The only thing that is different between an LCD and LED is that LCDs must be driven with AC, while LEDs are obviously driven with DC. This is totally generic and usually works just like you would operate an LED, only with AC. Want a segment to be on? Apply an AC voltage. Want it off? Apply no AC voltage (or really, just a much smaller AC RMS voltage). All the LCD controller is doing for you is switching COM and the various segment pins back and forth relative to each other, and usually between a few bias voltages to create a stepped wave form and give you some nice features like variation in contrast/greyscale etc. But this is utterly generic and you don't need to know anything about this LCD. If you want to speed a weekend filled with frustration, you can even bitbang it yourself using a micro and a few transistors to switch between bias voltages. If you suffer from suicidal ideation, I advise against attempting this though.

My final concluding thoughts:

Life is short. Don't spend the most precious resource of all, time, on this. There is no reason to reverse engineer all this. It won't be a particularly valuable learning experience - you'll learn a lot about a very specific chip and its proprietary programming interface that is going to be utterly unremarkable and just another variation on the same crap done for decades in superficially different implementations by all sorts of micros. And there is nothing worth recovering and decompiling in that chip anyway. There is nothing revolutionary about a crappy flash micro with a built-in LCD segment controller and a "10-bit" (probably closer to 6 bits and another 4 of worthless noise) analog to digital converter. There is nothing to learn from that code, and you will match or better it by simply writing your own from scratch for a more open and available micro. Atmel makes chips like the atmega169 which has the same lcd segment controller pins available, a public and well documented programming interface, opensource tools, and oodles of sample code.

I do not presume to tell you if a project is worth doing or not, or interesting or not. Everyone has their own definition of fun - and I say, have at it. Make this coffee maker behave, or give it a PID control loop, or make it run linux and add a CAN bus so your car can talk to it - go nuts. But don't waste your time reverse engineering something that is not worth anyone's time to reverse engineer. If you don't care so much about the coffee maker and want to reverse engineer something, then pick something that will help you learn reverse engineering skills, not pointless specifics of some proprietary system.
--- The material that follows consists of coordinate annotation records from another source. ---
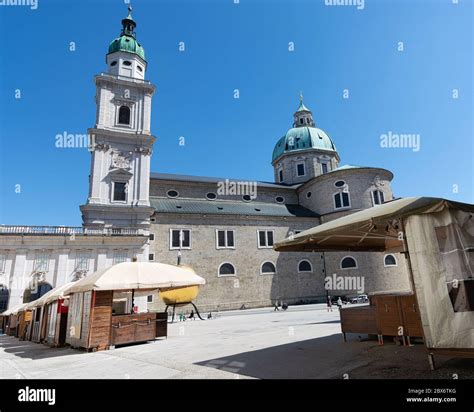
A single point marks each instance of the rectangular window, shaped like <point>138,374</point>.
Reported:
<point>265,238</point>
<point>300,169</point>
<point>378,197</point>
<point>41,262</point>
<point>3,260</point>
<point>345,199</point>
<point>120,256</point>
<point>180,239</point>
<point>82,261</point>
<point>341,200</point>
<point>225,239</point>
<point>119,192</point>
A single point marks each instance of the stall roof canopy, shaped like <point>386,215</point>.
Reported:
<point>14,310</point>
<point>374,229</point>
<point>136,276</point>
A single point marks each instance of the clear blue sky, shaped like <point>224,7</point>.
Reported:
<point>243,47</point>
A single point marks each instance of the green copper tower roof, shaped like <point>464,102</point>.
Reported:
<point>302,107</point>
<point>127,41</point>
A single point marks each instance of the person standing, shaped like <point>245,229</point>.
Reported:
<point>329,304</point>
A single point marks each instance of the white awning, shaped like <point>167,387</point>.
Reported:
<point>375,229</point>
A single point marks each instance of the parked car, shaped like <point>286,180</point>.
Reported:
<point>360,299</point>
<point>344,299</point>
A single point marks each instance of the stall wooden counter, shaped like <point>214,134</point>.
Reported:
<point>139,327</point>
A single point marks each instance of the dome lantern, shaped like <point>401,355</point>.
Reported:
<point>303,117</point>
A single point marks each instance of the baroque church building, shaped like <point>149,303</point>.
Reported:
<point>133,214</point>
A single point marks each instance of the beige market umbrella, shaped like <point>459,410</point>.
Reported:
<point>137,276</point>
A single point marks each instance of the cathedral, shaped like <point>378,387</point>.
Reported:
<point>224,228</point>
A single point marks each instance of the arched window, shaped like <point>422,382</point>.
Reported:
<point>124,115</point>
<point>305,266</point>
<point>378,197</point>
<point>348,262</point>
<point>389,260</point>
<point>268,268</point>
<point>226,269</point>
<point>172,193</point>
<point>341,200</point>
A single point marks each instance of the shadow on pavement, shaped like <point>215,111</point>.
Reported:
<point>32,350</point>
<point>326,357</point>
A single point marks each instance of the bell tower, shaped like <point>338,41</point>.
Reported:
<point>121,141</point>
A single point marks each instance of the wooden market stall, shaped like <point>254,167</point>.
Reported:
<point>11,319</point>
<point>437,238</point>
<point>388,314</point>
<point>102,311</point>
<point>24,318</point>
<point>44,316</point>
<point>55,312</point>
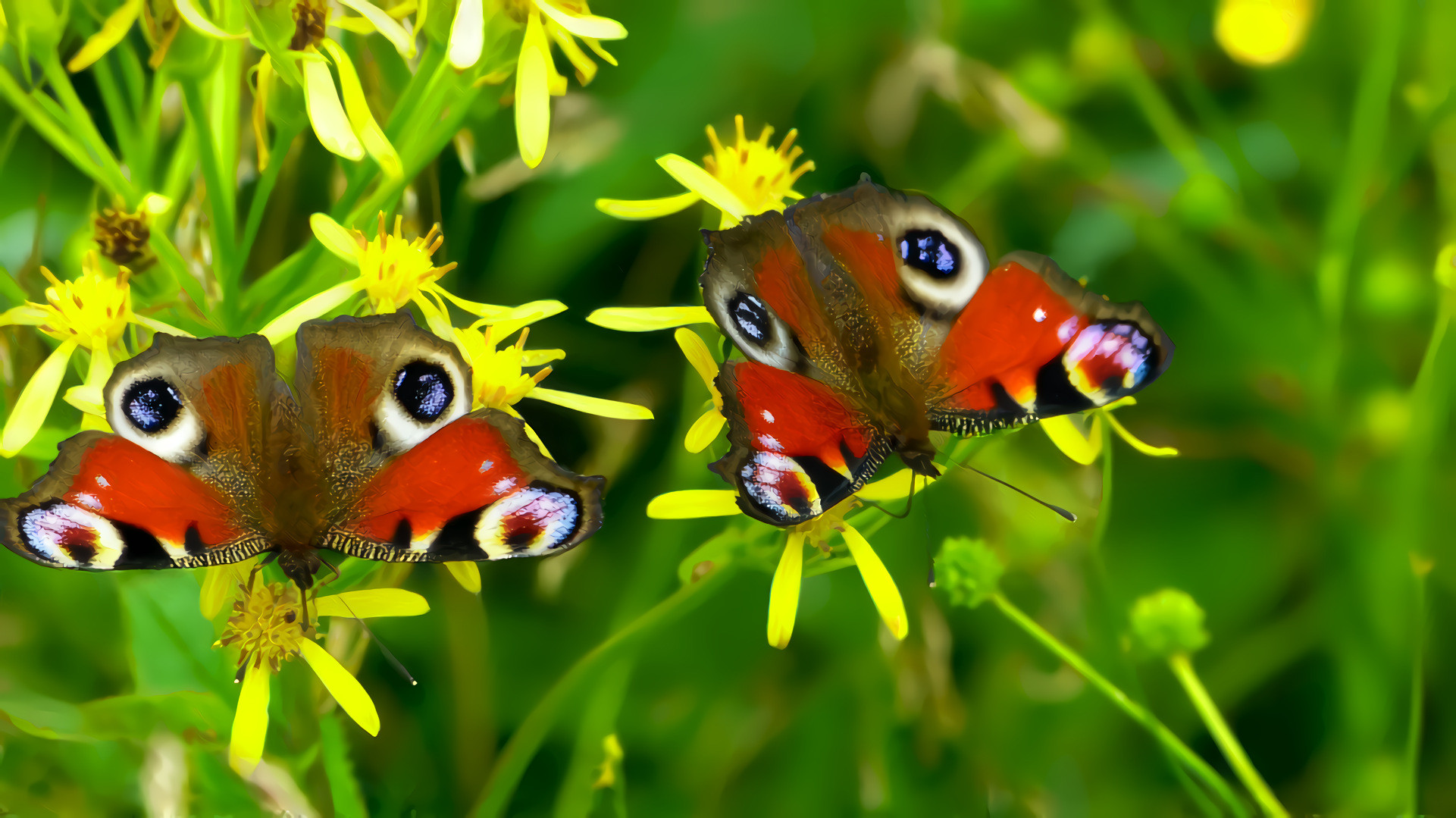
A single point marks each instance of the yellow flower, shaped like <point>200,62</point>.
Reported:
<point>1085,449</point>
<point>499,381</point>
<point>268,629</point>
<point>392,274</point>
<point>1263,33</point>
<point>346,130</point>
<point>784,594</point>
<point>743,180</point>
<point>91,312</point>
<point>161,24</point>
<point>536,76</point>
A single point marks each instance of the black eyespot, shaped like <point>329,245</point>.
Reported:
<point>752,318</point>
<point>929,252</point>
<point>152,405</point>
<point>424,390</point>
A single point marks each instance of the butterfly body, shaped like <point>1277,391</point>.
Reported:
<point>871,319</point>
<point>374,454</point>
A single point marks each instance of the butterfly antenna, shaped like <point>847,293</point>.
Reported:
<point>399,666</point>
<point>1065,514</point>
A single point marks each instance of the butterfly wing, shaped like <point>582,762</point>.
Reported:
<point>1034,344</point>
<point>181,484</point>
<point>797,446</point>
<point>406,472</point>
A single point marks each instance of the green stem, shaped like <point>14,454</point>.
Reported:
<point>218,199</point>
<point>528,738</point>
<point>58,136</point>
<point>1411,775</point>
<point>1165,737</point>
<point>1228,743</point>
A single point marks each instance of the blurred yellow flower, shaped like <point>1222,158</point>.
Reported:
<point>161,24</point>
<point>270,626</point>
<point>1263,33</point>
<point>91,312</point>
<point>1085,449</point>
<point>741,180</point>
<point>784,594</point>
<point>536,76</point>
<point>392,274</point>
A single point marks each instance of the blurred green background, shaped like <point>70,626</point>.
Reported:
<point>1280,223</point>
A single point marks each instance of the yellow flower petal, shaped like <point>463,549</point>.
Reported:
<point>111,33</point>
<point>371,603</point>
<point>36,400</point>
<point>466,574</point>
<point>583,25</point>
<point>341,685</point>
<point>645,319</point>
<point>327,114</point>
<point>194,17</point>
<point>694,503</point>
<point>700,357</point>
<point>534,93</point>
<point>287,324</point>
<point>360,117</point>
<point>245,750</point>
<point>638,210</point>
<point>1146,449</point>
<point>466,34</point>
<point>881,587</point>
<point>387,27</point>
<point>599,406</point>
<point>784,596</point>
<point>705,183</point>
<point>703,431</point>
<point>1070,441</point>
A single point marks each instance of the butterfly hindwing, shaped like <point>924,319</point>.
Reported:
<point>798,449</point>
<point>406,472</point>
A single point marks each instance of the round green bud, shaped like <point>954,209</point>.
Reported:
<point>1168,622</point>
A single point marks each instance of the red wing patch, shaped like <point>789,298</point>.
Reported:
<point>798,449</point>
<point>111,504</point>
<point>1022,349</point>
<point>465,492</point>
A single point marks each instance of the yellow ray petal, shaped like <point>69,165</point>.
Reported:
<point>385,25</point>
<point>694,503</point>
<point>327,114</point>
<point>583,25</point>
<point>703,431</point>
<point>1132,440</point>
<point>360,117</point>
<point>534,93</point>
<point>703,183</point>
<point>700,357</point>
<point>466,574</point>
<point>638,210</point>
<point>245,750</point>
<point>371,603</point>
<point>881,587</point>
<point>341,685</point>
<point>36,400</point>
<point>194,17</point>
<point>1070,441</point>
<point>599,406</point>
<point>466,34</point>
<point>784,596</point>
<point>645,319</point>
<point>312,308</point>
<point>107,38</point>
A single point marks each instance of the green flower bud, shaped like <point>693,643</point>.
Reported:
<point>1168,622</point>
<point>969,571</point>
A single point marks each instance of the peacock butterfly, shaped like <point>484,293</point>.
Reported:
<point>213,460</point>
<point>871,318</point>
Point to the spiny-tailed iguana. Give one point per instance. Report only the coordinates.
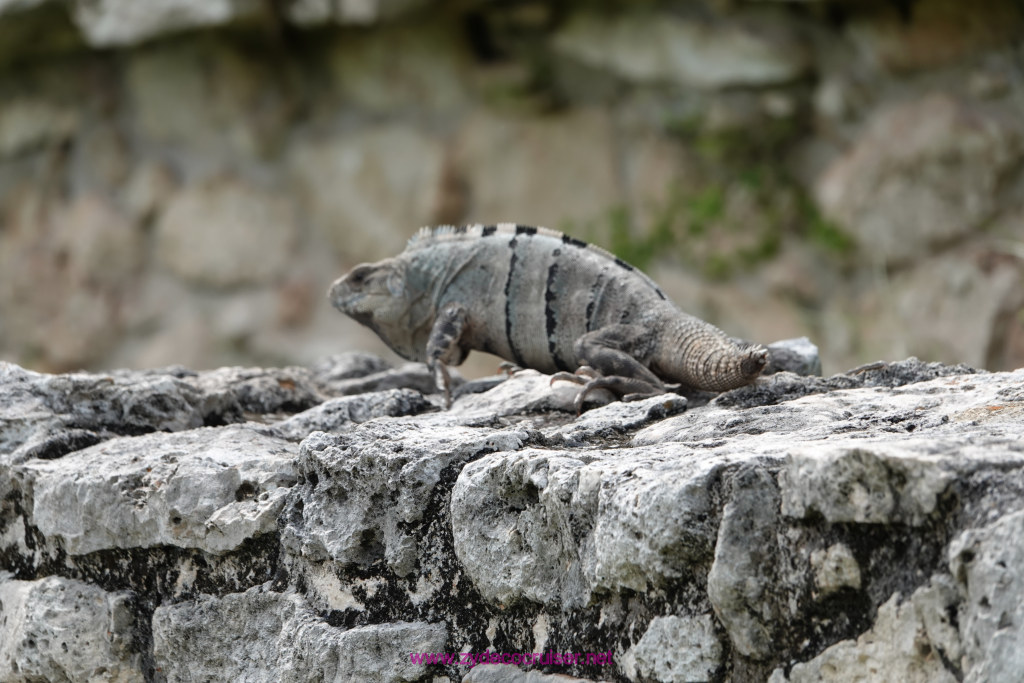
(543, 300)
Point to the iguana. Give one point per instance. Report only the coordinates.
(544, 300)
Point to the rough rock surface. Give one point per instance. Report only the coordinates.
(333, 523)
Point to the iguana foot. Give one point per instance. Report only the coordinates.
(583, 375)
(627, 388)
(509, 369)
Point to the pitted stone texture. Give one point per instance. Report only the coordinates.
(365, 190)
(256, 232)
(118, 23)
(352, 365)
(553, 526)
(363, 488)
(496, 673)
(210, 488)
(338, 414)
(260, 390)
(617, 418)
(896, 648)
(678, 649)
(58, 629)
(835, 568)
(47, 416)
(413, 376)
(878, 484)
(262, 636)
(924, 173)
(747, 584)
(649, 48)
(988, 564)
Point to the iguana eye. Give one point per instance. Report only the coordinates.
(358, 275)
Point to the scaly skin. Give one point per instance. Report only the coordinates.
(541, 300)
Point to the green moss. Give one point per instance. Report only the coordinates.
(823, 232)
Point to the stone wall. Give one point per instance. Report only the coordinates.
(180, 180)
(328, 523)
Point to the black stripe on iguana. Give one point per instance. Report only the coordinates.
(593, 302)
(551, 315)
(516, 353)
(572, 241)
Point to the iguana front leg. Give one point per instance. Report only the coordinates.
(443, 347)
(608, 359)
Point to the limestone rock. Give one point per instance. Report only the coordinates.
(548, 172)
(496, 673)
(116, 23)
(679, 648)
(27, 123)
(211, 488)
(47, 416)
(337, 414)
(361, 489)
(367, 194)
(747, 563)
(936, 34)
(987, 564)
(256, 231)
(57, 629)
(958, 155)
(647, 47)
(815, 527)
(895, 648)
(266, 636)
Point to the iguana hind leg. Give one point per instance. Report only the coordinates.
(608, 359)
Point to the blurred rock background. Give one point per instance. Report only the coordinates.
(181, 179)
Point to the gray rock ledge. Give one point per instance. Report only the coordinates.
(327, 523)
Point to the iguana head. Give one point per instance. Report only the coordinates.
(376, 295)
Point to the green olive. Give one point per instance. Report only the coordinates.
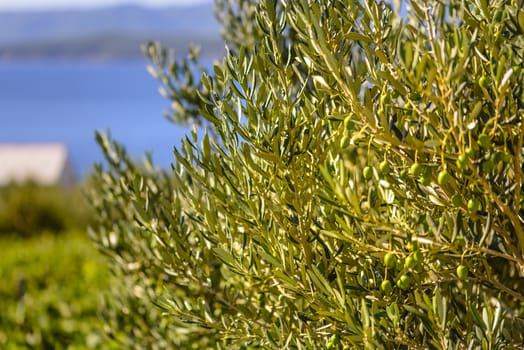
(384, 167)
(404, 282)
(462, 272)
(367, 172)
(488, 165)
(460, 241)
(348, 123)
(473, 205)
(416, 169)
(344, 142)
(484, 141)
(471, 152)
(385, 99)
(413, 246)
(418, 257)
(390, 260)
(443, 177)
(386, 287)
(409, 262)
(456, 200)
(425, 179)
(484, 82)
(462, 161)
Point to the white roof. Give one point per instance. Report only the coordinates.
(43, 163)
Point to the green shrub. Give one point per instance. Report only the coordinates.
(28, 209)
(52, 293)
(273, 226)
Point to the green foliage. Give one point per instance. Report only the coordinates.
(272, 228)
(28, 209)
(51, 293)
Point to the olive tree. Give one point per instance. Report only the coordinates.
(353, 180)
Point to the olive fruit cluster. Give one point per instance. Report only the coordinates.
(392, 263)
(348, 125)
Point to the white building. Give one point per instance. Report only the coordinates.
(45, 164)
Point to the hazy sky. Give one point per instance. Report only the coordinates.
(49, 4)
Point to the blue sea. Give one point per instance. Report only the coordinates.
(66, 101)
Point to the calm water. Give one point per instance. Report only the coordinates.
(66, 102)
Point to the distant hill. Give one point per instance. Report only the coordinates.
(113, 32)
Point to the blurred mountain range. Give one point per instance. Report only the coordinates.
(108, 33)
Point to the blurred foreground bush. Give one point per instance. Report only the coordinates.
(356, 182)
(52, 293)
(29, 209)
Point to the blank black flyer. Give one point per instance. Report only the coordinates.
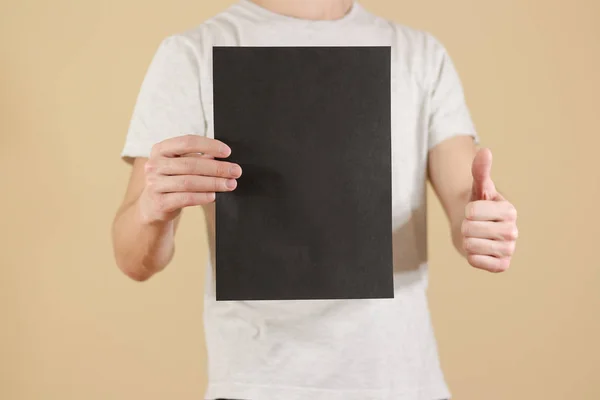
(311, 216)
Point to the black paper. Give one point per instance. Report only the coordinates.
(311, 216)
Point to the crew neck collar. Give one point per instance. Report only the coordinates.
(286, 18)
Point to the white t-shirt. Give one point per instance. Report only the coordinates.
(376, 349)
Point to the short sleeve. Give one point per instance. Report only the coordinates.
(448, 112)
(169, 102)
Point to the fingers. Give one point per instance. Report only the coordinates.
(192, 183)
(194, 166)
(170, 202)
(190, 144)
(490, 230)
(488, 263)
(490, 211)
(487, 247)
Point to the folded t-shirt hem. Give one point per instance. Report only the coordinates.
(244, 391)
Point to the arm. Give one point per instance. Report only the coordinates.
(482, 222)
(174, 177)
(141, 248)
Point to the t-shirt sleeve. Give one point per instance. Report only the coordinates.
(448, 112)
(169, 102)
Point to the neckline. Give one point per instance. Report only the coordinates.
(265, 12)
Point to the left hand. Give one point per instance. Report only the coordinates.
(489, 229)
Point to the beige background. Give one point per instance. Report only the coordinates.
(73, 327)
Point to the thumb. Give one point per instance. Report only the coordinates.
(483, 186)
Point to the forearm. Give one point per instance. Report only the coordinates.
(141, 248)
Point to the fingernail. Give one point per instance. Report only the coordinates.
(235, 170)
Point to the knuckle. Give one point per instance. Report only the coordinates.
(160, 204)
(502, 265)
(185, 184)
(468, 245)
(151, 183)
(470, 210)
(465, 228)
(511, 212)
(513, 233)
(155, 150)
(149, 167)
(188, 141)
(217, 184)
(221, 169)
(210, 197)
(186, 199)
(510, 248)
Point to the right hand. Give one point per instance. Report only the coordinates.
(182, 172)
Or, from a different angle, pick something that actually might have something interesting and worth recovering. Though, I doubt anything worth while would just be sitting there waiting for someone to dump it.

Trust me - there are tons of equally interesting things to spend your time on, far more than can fit in any human lifespan. Pick the good ones, or the best ones of you can manage it, and forgoe the lesser ones. Even if that means never learning the 200 assembly instructions that make your coffee machine tick.